David Dragich Article on Alternatives to Chapter 11 Featured on CFO.com
The COVID-19 pandemic has wrought havoc on the economy, and the worst is yet to come. There has been a marked increase in Chapter 11 bankruptcy filings across a number of sectors, with retail and energy being among the hardest hit. However, Chapter 11, which can be a slow and expensive process, and involves lots of oversight, is not always the right option.
In a recent article published by CFO.com, David Dragich discusses some alternatives to Chapter 11, including assignments for the benefit of creditors, receiverships, and out-of-court workouts.

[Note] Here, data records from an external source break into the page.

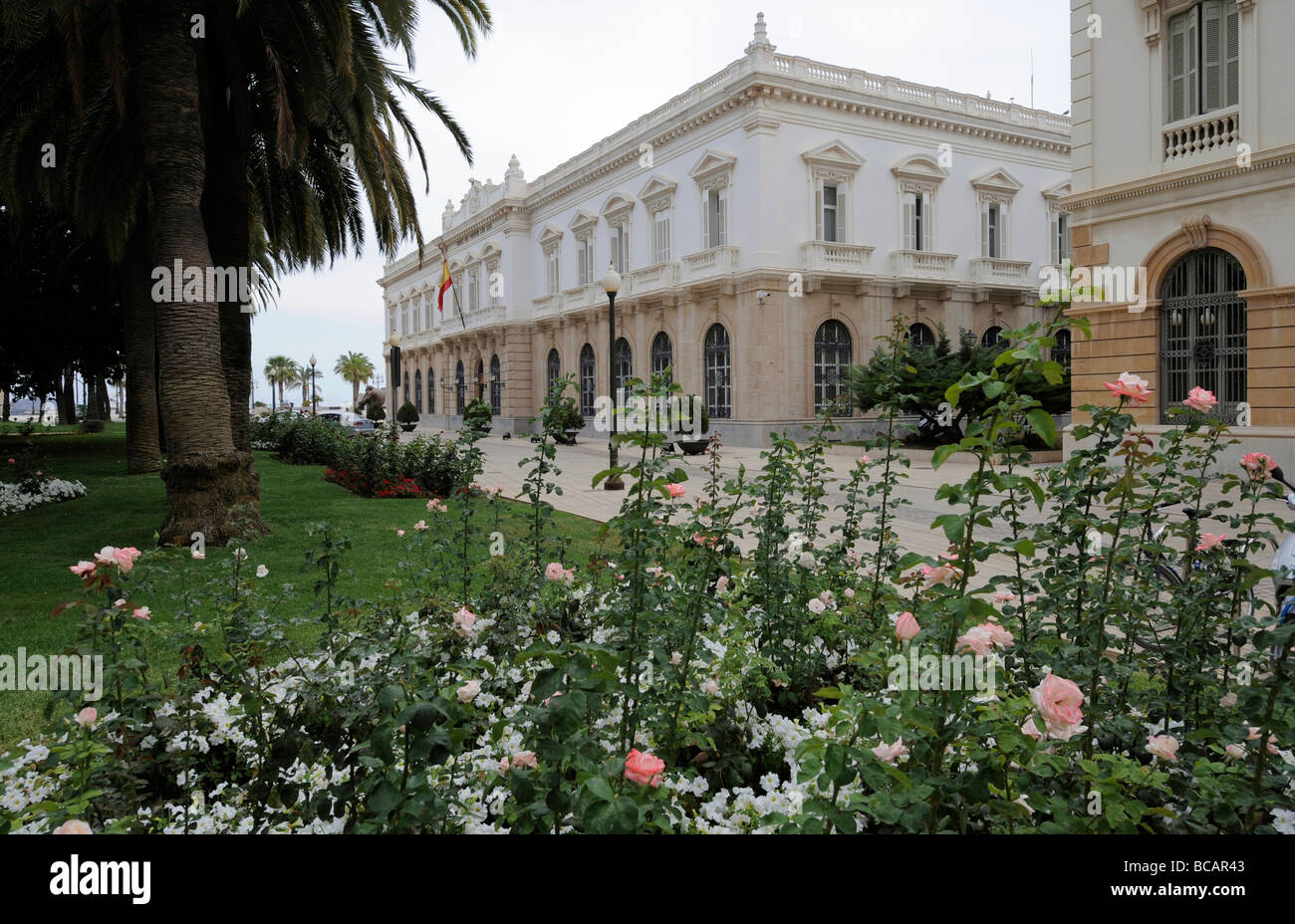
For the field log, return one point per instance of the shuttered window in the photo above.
(660, 236)
(1203, 60)
(917, 221)
(715, 227)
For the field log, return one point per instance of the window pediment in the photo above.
(919, 173)
(834, 160)
(551, 236)
(583, 223)
(658, 193)
(618, 206)
(713, 168)
(997, 184)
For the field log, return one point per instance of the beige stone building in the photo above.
(1183, 180)
(765, 223)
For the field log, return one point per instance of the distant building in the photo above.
(1183, 168)
(767, 223)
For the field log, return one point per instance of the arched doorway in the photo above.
(1203, 337)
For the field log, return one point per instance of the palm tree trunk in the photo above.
(225, 211)
(211, 487)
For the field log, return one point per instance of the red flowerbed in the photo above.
(384, 487)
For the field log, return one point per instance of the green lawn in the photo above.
(37, 547)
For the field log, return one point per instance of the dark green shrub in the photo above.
(477, 414)
(406, 413)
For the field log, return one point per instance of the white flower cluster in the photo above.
(14, 500)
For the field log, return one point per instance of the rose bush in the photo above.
(673, 685)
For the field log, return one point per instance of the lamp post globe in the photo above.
(612, 285)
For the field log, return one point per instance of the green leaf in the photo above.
(1043, 423)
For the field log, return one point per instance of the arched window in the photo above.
(625, 366)
(587, 369)
(661, 354)
(719, 371)
(1203, 332)
(552, 371)
(496, 385)
(832, 357)
(1061, 352)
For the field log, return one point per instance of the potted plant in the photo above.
(566, 421)
(477, 415)
(686, 431)
(406, 415)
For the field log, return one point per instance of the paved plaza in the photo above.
(579, 463)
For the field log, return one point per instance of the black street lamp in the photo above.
(612, 285)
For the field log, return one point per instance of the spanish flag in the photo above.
(445, 281)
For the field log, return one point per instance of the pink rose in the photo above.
(978, 638)
(906, 626)
(1134, 387)
(1058, 703)
(73, 827)
(644, 769)
(889, 754)
(1208, 541)
(1202, 400)
(940, 574)
(1166, 747)
(1257, 465)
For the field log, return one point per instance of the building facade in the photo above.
(1183, 169)
(767, 224)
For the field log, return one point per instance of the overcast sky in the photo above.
(556, 77)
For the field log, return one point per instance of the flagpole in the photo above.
(453, 288)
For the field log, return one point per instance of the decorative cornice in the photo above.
(1190, 176)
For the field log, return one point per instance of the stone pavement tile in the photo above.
(579, 463)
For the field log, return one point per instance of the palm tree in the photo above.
(279, 370)
(354, 367)
(268, 102)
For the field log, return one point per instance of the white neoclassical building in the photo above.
(767, 223)
(1183, 168)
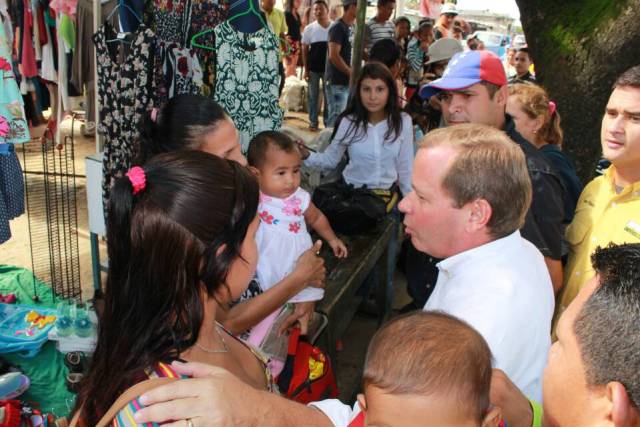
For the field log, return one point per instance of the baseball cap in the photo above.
(466, 69)
(449, 8)
(443, 49)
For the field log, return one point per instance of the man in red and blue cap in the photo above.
(473, 89)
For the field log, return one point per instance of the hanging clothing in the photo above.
(11, 189)
(125, 93)
(14, 128)
(176, 23)
(247, 80)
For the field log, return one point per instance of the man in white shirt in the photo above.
(471, 192)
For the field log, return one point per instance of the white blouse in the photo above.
(373, 161)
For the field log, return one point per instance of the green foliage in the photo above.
(580, 19)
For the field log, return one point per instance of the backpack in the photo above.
(307, 375)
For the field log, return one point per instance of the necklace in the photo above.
(224, 349)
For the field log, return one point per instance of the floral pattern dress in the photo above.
(247, 80)
(125, 93)
(180, 69)
(281, 238)
(14, 129)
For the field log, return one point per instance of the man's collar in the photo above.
(610, 175)
(489, 250)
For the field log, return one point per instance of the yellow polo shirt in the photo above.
(602, 217)
(278, 24)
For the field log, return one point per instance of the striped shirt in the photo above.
(375, 31)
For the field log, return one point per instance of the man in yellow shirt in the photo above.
(609, 207)
(278, 25)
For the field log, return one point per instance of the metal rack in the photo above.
(50, 188)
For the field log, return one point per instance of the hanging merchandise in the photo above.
(247, 79)
(13, 129)
(181, 67)
(125, 93)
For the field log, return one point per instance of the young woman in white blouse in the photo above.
(379, 140)
(377, 136)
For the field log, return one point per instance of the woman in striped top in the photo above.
(181, 244)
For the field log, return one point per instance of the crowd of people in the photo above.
(525, 285)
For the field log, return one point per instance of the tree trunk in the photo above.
(579, 48)
(358, 43)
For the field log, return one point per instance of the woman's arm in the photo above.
(404, 162)
(214, 397)
(329, 159)
(309, 270)
(316, 220)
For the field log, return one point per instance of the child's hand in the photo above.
(339, 248)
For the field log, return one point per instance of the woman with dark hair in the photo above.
(189, 122)
(181, 244)
(194, 122)
(294, 24)
(376, 134)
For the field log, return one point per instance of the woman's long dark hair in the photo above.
(359, 115)
(163, 248)
(180, 125)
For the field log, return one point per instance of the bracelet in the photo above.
(537, 413)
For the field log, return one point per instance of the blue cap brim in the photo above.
(444, 83)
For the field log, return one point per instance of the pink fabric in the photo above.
(28, 62)
(64, 6)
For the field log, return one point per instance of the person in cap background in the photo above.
(380, 27)
(338, 67)
(403, 32)
(416, 56)
(473, 89)
(523, 64)
(445, 21)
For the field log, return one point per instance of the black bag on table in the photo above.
(353, 210)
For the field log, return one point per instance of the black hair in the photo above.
(401, 19)
(260, 143)
(180, 125)
(168, 246)
(607, 326)
(359, 115)
(385, 51)
(631, 77)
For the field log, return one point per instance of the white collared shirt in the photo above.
(503, 290)
(373, 161)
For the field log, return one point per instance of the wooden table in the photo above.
(345, 276)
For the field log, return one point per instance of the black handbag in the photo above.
(353, 210)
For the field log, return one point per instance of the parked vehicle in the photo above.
(495, 42)
(519, 41)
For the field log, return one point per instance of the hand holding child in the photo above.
(338, 247)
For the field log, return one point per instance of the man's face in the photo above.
(432, 221)
(386, 410)
(268, 5)
(402, 30)
(385, 11)
(320, 11)
(473, 105)
(523, 62)
(568, 400)
(446, 19)
(620, 134)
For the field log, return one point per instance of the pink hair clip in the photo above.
(138, 179)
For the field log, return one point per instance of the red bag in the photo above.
(307, 375)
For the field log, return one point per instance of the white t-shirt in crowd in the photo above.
(504, 291)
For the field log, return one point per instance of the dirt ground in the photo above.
(17, 251)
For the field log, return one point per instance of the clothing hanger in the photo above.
(122, 37)
(117, 7)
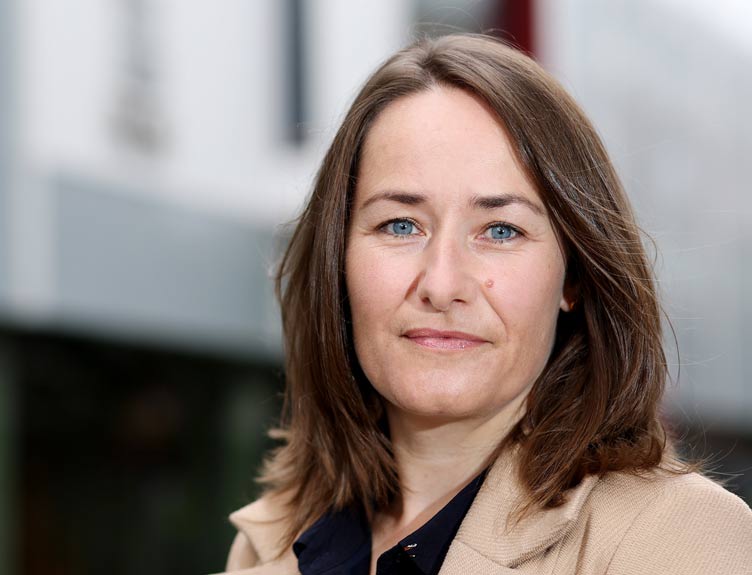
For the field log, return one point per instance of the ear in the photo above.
(570, 295)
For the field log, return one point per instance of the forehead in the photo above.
(443, 142)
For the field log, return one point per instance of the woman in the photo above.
(474, 357)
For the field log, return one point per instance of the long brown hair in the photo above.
(594, 408)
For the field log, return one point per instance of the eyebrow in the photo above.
(477, 202)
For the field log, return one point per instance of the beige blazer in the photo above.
(615, 525)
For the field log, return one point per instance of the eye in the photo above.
(501, 232)
(401, 227)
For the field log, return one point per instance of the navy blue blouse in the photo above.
(340, 543)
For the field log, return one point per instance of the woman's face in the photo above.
(454, 273)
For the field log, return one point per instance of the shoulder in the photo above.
(261, 527)
(673, 524)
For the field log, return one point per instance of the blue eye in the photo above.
(400, 227)
(500, 232)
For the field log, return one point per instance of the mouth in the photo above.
(444, 340)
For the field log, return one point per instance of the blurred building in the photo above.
(150, 152)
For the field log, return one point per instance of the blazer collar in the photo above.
(487, 533)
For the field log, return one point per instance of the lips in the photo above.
(448, 340)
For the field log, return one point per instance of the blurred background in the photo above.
(150, 151)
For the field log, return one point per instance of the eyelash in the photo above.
(517, 232)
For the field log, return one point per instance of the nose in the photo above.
(445, 275)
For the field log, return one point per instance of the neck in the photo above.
(437, 457)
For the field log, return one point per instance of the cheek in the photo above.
(527, 295)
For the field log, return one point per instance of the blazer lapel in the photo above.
(489, 540)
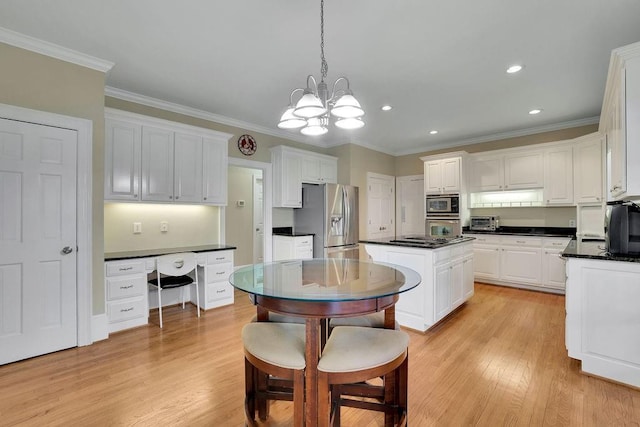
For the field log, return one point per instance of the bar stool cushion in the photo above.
(280, 344)
(353, 348)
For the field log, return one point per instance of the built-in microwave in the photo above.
(443, 205)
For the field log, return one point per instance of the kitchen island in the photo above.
(446, 268)
(603, 315)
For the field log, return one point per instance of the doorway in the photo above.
(248, 212)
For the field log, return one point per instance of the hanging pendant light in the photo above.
(311, 113)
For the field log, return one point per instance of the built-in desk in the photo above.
(126, 276)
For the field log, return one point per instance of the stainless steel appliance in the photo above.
(443, 228)
(443, 205)
(330, 212)
(484, 223)
(622, 234)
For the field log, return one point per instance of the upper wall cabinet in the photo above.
(512, 171)
(292, 167)
(620, 123)
(153, 160)
(442, 176)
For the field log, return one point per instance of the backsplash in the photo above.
(188, 225)
(534, 217)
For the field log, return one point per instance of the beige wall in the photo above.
(411, 164)
(239, 219)
(39, 82)
(189, 225)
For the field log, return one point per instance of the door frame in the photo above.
(267, 199)
(84, 211)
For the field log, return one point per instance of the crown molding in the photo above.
(42, 47)
(205, 115)
(502, 135)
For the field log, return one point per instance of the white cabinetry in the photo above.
(558, 175)
(292, 247)
(442, 175)
(215, 289)
(512, 171)
(619, 122)
(520, 261)
(292, 167)
(587, 169)
(154, 160)
(447, 281)
(603, 320)
(126, 294)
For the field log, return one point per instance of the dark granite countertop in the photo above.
(594, 249)
(392, 241)
(288, 232)
(527, 231)
(114, 256)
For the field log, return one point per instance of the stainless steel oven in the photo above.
(443, 227)
(443, 205)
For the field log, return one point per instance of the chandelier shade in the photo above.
(312, 112)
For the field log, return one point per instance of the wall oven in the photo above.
(443, 205)
(438, 228)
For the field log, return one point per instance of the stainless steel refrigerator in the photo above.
(330, 212)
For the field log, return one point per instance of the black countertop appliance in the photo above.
(622, 235)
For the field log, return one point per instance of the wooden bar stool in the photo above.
(273, 349)
(356, 354)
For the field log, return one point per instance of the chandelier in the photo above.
(316, 105)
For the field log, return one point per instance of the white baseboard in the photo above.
(99, 327)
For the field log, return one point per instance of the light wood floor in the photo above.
(500, 360)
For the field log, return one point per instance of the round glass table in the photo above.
(318, 289)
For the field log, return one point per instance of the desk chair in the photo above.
(173, 272)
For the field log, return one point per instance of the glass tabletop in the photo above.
(329, 279)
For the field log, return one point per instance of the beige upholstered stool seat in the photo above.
(373, 320)
(354, 354)
(273, 349)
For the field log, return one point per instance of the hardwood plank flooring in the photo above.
(499, 360)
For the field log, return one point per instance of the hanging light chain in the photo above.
(323, 64)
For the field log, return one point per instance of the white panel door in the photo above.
(410, 205)
(258, 219)
(380, 202)
(37, 240)
(187, 170)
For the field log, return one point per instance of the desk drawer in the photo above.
(124, 268)
(218, 272)
(219, 257)
(125, 310)
(124, 287)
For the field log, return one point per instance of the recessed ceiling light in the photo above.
(514, 69)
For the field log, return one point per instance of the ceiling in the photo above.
(440, 64)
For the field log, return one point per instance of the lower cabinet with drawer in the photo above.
(126, 294)
(215, 269)
(521, 261)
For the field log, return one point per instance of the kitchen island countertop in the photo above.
(144, 253)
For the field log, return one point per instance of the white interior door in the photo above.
(380, 204)
(38, 304)
(258, 220)
(410, 205)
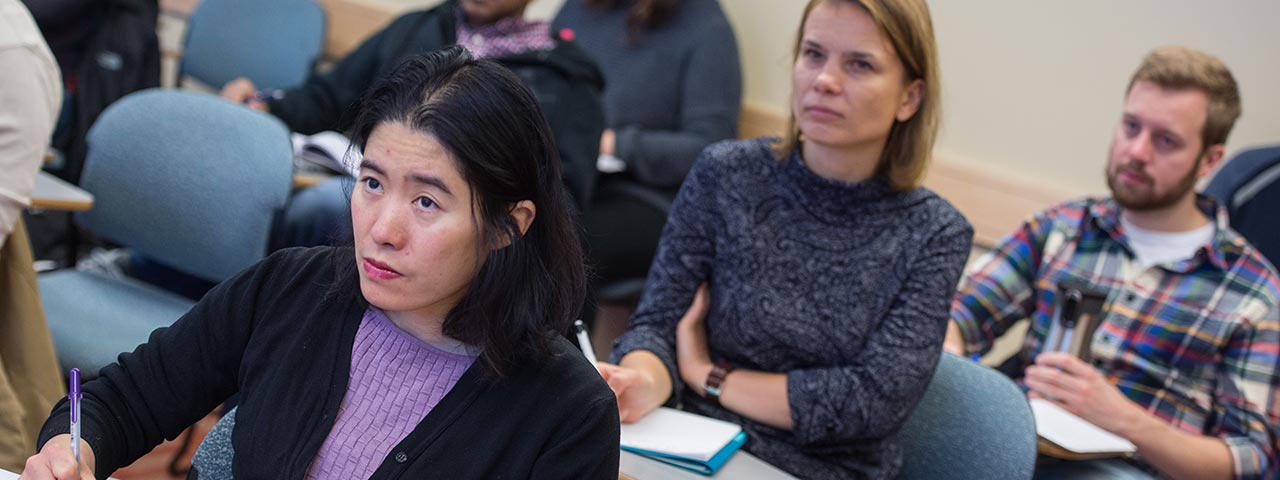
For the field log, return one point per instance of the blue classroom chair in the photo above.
(187, 179)
(274, 42)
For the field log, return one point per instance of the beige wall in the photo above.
(1034, 88)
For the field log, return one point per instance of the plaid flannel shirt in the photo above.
(1196, 342)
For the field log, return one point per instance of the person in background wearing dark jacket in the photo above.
(435, 348)
(672, 87)
(106, 49)
(566, 82)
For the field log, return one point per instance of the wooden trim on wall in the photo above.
(995, 201)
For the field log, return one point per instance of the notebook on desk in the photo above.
(325, 151)
(684, 439)
(1079, 438)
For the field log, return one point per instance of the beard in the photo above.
(1143, 197)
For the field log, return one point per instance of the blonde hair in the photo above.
(1178, 68)
(908, 26)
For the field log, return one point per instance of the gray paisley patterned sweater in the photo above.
(842, 287)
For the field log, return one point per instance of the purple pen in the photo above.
(74, 397)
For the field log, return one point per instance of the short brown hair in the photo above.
(908, 26)
(1178, 68)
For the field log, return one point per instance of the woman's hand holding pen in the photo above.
(56, 462)
(242, 91)
(638, 387)
(693, 355)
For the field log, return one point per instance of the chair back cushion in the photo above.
(187, 179)
(275, 44)
(973, 423)
(213, 458)
(1249, 187)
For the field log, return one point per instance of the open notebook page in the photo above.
(673, 432)
(1073, 433)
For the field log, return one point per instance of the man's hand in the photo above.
(954, 343)
(1080, 389)
(693, 355)
(242, 91)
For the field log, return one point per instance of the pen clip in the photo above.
(74, 394)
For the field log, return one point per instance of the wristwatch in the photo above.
(714, 379)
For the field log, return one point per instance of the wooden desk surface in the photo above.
(53, 193)
(347, 22)
(741, 465)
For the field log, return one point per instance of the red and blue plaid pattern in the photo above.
(1196, 342)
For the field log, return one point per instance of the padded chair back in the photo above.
(973, 423)
(213, 458)
(274, 42)
(1248, 186)
(187, 179)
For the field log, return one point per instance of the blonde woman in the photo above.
(830, 270)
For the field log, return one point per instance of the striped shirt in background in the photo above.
(1197, 342)
(508, 36)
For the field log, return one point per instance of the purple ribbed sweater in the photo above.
(396, 380)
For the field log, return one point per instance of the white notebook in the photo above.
(1073, 433)
(329, 150)
(684, 439)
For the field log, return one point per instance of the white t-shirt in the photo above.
(31, 94)
(1152, 247)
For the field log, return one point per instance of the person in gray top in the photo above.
(828, 269)
(672, 87)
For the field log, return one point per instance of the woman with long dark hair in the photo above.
(432, 347)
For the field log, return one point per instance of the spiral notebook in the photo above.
(684, 439)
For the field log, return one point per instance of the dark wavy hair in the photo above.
(643, 16)
(528, 292)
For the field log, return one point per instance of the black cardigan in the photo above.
(272, 334)
(565, 80)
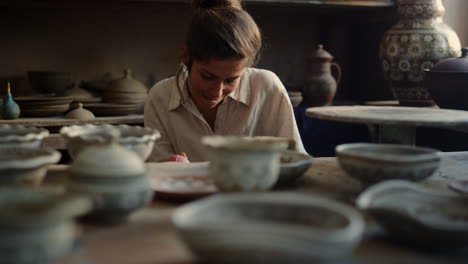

Assignment for the Benefit of Creditors
In many states, an assignment for the benefit of creditors (“ABC”) can be an effective Chapter 11 alternative. From lower cost to a faster, more flexible process, ABC proceedings provide many advantages relative to Chapter 11 bankruptcy.
Federal or State Court Receivership
A federal or state court receivership involves the court appointment of a neutral and independent third party receiver to oversee and, in most cases, operate or liquidate a business. A receivership can be an effective option to deal with lender and other creditor claims in an organized fashion when funds are not available to pursue a bankruptcy proceeding.
To the extent a troubled company has a viable business to build upon, and relatively good relationships with its creditors, an out-of-court workout can be a viable option.